メノン(著:プラトン)を読みました

プラトンの対話編の一つ、メノンを読みました。

徳は教えられうるか?というメノンの問いに対し、ソクラテスはそもそも徳とは何か?を問い直し徳の定義を試みます。

自分が繰り出す定義をことごとく退けられ心が折れかけたメノンをソクラテスはこう言って励まします。

 

『ひとが何かを知らない場合に、それを探求しなければならないと思うほうが、知らないものは発見することもできなければ、探求すべきでないと思うよりも、われわれはすぐれた者になり、より勇気づけられて、なまけごころが少なくなるだろう』

 

しかしそれでも徳は教えられうるか?という問いにメノンが固執したため、ソクラテスは仮に教えられるものならば、という仮定に立って議論を進め、実際に教えられる人・教えられている人がいないので、徳は教えることができる知ではない、それは神に恵まれたよき思わくであると結論を下し、この対話編は結末を迎えます。

 

それと、本書の中で画期的なのは、「想起」という概念が出てきていることなんだそうです。

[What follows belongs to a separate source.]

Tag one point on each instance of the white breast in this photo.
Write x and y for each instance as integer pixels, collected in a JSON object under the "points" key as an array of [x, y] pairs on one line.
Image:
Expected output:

人間の魂は不死であり、われわれは人間としてこの世に生まれてくる前に、すでにあらゆるものを学んで知ってしまっている。
だから、われわれは自分が全然知らないことを学ぶわけではなく、じつは、「学ぶ」とか「探求する」とか呼ばれているものは、すでに獲得しながら忘れていた知識を思い起こすことに他ならない。
これはのちの「イデア」と「感覚的事物」の分離の萌芽なんだそうです。

すべて学んで生まれてくるというこの見方、最近どこかの子ども論で目にした気がしますが、原形はここにあったんですね。

 

すべて携えて産まれてきたはずの何かを思い起こす探求、ずっと続けていかなければ!